Higher-order Common Information
Jan Østergaard
TL;DR
This work defines higher-order common information $R_\ell$ to quantify what multiple arbitrarily distributed variables share, addressing the inadequacy of pairwise metrics like $R_2$ for $n>2$. It introduces sufficient common information (SCI) and a hierarchy of minimal SCI sets $\mathcal{T}_\ell$, proving lower bounds $R_\ell \ge \min_{\phi\in\mathcal{T}_{\ell-1}^u,\phi'\in\mathcal{T}_1} I(\phi;\phi')$ and deriving computable bounds for Gaussian and discrete sources. A practical estimation pipeline for general sources is proposed, combining mutual information estimators with SCI-based constructions (e.g., adding controlled Gaussian noise to form $T_{i,j}$) and extending to higher orders via iterative SCI construction. The method is validated on EEG data from a two-speech listening task, where third-order common information $R_3$ correlates with neural tracking of the attended envelope, offering insight beyond $R_2$ and suggesting utility for uncovering latent dependencies in time-series data.
Abstract
We present a new notion $R_\ell$ of higher-order common information, which quantifies the information that $\ell\geq 2$ arbitrarily distributed random variables have in common.
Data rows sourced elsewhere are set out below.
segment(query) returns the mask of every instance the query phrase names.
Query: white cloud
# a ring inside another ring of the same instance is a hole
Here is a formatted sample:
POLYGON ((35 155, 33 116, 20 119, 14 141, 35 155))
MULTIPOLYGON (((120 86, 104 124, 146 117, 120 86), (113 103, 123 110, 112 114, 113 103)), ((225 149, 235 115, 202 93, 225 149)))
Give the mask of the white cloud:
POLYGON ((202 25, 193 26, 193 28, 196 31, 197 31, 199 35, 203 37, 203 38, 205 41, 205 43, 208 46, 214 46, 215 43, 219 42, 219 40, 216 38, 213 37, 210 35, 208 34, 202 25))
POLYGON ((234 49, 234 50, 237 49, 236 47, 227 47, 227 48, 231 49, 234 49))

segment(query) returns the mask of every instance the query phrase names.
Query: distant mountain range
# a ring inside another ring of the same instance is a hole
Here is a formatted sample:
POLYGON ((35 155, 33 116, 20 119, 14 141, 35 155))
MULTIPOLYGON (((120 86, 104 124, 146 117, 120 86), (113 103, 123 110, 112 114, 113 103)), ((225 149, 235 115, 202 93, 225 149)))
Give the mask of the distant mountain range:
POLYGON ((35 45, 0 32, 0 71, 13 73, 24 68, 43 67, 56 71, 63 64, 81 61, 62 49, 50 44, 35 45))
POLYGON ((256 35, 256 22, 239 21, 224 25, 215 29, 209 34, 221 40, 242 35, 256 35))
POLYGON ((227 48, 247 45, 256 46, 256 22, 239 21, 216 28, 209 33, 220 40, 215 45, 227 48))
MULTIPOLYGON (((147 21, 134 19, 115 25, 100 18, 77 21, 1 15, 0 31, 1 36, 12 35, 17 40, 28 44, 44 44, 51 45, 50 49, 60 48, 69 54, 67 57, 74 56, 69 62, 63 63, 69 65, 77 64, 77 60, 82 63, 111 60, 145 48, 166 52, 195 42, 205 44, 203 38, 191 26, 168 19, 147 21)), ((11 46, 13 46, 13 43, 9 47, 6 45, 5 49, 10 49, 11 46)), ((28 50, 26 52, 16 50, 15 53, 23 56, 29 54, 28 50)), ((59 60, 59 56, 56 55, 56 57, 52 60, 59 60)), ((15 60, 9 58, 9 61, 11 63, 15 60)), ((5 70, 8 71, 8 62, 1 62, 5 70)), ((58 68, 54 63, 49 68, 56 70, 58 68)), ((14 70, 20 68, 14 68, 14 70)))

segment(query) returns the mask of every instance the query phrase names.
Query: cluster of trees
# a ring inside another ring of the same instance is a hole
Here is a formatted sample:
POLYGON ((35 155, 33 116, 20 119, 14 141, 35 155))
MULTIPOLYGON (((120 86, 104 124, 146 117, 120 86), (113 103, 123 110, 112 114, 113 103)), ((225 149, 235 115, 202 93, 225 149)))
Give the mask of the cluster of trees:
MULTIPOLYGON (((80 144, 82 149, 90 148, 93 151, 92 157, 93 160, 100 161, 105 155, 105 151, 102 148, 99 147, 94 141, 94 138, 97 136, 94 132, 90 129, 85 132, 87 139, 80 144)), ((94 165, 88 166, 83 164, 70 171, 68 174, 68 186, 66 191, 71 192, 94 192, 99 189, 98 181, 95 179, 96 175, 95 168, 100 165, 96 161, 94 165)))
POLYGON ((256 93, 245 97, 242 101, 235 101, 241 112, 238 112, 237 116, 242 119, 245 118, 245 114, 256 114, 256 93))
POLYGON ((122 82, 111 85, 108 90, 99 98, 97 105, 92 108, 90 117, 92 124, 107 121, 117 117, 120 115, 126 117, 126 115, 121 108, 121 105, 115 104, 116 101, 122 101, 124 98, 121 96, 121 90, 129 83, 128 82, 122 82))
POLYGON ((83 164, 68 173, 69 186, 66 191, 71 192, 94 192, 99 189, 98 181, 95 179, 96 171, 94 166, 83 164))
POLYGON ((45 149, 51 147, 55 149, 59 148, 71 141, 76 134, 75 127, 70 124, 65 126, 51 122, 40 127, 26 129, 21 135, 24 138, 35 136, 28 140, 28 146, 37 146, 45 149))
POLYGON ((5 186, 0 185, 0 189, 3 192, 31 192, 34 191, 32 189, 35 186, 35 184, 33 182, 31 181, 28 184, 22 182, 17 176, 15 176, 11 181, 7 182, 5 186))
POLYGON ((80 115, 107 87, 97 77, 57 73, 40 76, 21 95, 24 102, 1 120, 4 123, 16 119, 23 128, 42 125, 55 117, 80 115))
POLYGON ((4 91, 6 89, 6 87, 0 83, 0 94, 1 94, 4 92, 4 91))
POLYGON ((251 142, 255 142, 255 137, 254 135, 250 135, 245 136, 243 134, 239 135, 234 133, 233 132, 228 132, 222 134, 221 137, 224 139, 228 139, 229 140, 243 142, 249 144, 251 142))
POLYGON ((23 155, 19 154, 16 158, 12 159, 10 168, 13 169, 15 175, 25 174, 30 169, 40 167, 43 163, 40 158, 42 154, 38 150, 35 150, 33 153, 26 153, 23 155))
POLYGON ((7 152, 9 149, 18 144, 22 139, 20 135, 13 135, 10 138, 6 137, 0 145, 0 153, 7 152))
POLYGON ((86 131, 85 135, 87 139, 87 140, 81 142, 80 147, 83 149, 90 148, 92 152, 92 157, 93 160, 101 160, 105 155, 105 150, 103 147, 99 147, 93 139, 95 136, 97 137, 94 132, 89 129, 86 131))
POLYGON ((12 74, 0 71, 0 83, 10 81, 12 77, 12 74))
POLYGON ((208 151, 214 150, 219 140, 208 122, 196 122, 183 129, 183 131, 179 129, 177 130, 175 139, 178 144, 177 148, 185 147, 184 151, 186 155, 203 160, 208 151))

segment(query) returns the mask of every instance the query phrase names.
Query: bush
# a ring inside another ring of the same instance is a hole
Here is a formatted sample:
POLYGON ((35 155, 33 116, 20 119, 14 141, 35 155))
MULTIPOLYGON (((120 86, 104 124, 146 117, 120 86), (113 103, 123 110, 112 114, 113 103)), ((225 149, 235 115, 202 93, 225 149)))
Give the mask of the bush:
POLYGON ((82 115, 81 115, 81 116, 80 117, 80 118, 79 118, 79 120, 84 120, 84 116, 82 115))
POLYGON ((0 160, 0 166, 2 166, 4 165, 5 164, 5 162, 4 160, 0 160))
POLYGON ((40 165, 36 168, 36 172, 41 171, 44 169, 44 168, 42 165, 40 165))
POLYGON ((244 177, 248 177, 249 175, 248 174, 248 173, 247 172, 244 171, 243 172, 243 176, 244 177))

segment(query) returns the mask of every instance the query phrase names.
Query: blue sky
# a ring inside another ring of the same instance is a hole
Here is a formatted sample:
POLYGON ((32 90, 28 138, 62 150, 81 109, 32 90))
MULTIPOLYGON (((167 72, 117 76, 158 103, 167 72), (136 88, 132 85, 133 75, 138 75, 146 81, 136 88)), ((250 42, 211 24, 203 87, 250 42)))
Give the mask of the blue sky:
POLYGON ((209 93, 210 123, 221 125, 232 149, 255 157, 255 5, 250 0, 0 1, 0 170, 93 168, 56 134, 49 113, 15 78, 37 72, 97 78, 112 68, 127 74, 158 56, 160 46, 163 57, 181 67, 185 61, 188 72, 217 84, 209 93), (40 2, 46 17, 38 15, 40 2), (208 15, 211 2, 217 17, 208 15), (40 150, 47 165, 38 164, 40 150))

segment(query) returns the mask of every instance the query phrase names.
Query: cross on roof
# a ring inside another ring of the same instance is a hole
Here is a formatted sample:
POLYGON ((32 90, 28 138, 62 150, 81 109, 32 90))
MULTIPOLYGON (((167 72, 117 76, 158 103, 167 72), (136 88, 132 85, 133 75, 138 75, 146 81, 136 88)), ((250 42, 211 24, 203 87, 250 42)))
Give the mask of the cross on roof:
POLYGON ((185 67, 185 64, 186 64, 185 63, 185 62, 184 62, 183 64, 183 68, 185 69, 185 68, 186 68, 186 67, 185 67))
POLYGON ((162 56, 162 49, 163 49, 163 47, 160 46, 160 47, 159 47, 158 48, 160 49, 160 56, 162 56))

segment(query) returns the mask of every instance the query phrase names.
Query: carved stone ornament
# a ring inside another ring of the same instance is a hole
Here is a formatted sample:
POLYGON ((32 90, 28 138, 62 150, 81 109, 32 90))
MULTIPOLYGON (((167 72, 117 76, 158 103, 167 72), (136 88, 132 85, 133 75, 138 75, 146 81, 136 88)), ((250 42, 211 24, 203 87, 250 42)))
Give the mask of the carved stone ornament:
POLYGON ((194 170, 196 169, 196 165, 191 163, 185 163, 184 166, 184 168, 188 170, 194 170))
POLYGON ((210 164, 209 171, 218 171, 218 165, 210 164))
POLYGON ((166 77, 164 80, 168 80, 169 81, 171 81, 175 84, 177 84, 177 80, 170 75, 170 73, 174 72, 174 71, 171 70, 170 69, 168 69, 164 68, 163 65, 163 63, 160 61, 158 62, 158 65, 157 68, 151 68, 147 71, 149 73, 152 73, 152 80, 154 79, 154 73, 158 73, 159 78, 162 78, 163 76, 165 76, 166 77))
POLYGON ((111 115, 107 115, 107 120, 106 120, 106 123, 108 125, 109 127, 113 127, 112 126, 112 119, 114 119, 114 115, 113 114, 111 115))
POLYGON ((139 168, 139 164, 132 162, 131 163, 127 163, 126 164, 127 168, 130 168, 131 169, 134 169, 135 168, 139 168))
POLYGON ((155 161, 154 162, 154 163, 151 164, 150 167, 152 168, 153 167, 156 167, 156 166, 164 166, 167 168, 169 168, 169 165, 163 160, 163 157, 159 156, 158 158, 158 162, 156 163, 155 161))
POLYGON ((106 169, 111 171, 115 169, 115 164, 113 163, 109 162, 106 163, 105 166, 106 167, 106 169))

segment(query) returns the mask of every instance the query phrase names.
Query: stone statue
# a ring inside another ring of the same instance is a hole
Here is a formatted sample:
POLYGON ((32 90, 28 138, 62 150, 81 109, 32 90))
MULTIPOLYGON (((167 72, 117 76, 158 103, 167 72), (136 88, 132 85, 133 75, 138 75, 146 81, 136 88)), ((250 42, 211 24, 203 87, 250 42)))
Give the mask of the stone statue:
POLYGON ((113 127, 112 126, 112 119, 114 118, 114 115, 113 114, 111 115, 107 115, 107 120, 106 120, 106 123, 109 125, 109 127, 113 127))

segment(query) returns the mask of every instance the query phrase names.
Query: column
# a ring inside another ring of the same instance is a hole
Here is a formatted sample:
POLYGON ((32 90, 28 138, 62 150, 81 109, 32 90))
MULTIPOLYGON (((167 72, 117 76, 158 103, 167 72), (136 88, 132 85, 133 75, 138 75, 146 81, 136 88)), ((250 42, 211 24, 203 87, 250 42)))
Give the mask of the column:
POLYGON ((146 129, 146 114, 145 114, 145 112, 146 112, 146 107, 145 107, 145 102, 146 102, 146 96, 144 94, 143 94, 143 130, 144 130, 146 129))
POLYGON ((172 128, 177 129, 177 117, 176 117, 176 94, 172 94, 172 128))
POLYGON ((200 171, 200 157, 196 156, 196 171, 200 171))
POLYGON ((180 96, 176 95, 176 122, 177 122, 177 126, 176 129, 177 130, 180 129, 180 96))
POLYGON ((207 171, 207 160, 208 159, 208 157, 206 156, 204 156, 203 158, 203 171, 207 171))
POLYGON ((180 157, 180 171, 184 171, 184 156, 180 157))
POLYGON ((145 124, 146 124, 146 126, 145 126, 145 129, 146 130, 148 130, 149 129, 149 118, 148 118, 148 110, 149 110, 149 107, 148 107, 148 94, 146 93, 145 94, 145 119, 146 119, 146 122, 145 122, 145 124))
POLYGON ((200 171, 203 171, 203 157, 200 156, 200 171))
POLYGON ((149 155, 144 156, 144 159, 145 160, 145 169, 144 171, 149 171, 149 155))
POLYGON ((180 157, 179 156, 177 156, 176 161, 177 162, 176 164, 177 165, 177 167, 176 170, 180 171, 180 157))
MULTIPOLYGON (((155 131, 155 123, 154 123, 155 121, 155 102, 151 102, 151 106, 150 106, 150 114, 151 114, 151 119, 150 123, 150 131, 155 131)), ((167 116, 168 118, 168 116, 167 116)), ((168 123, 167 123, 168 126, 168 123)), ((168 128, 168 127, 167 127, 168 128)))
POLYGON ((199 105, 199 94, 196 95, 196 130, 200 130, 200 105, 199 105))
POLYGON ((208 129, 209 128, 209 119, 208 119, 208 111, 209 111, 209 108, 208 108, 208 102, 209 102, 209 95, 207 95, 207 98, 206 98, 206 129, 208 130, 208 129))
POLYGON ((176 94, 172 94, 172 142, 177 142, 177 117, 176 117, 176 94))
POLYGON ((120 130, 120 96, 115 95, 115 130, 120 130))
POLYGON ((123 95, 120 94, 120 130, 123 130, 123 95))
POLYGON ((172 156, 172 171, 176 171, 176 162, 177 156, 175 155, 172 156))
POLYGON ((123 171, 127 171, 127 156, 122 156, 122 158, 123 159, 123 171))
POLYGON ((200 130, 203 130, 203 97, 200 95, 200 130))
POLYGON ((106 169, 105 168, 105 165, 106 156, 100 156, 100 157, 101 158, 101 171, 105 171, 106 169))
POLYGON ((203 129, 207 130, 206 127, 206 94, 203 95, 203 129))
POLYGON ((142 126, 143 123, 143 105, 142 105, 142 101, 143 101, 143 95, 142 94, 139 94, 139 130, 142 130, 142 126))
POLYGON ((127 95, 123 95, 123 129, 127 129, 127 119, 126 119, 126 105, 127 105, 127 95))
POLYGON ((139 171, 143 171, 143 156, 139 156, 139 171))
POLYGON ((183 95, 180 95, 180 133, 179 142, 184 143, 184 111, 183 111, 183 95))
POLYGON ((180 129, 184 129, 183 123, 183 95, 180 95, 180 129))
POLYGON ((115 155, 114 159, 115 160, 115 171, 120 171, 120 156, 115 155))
We provide analytical lower bounds on $R_3$ and $R_4$ for jointly Gaussian distributed sources and provide computable lower bounds for $R_\ell$ for any $\ell$ and any sources. We also provide a practical method to estimate the lower bounds on, e.g., real-world time-series data. As an example, we consider EEG data acquired in a setup with competing acoustic stimuli. We demonstrate that $R_3$ has descriptive properties that is not in $R_2$. Moreover, we observe a linear relationship between the amount of common information $R_3$ communicated from the acoustic stimuli and to the brain and the corresponding cortical activity in terms of neural tracking of the envelopes of the stimuli.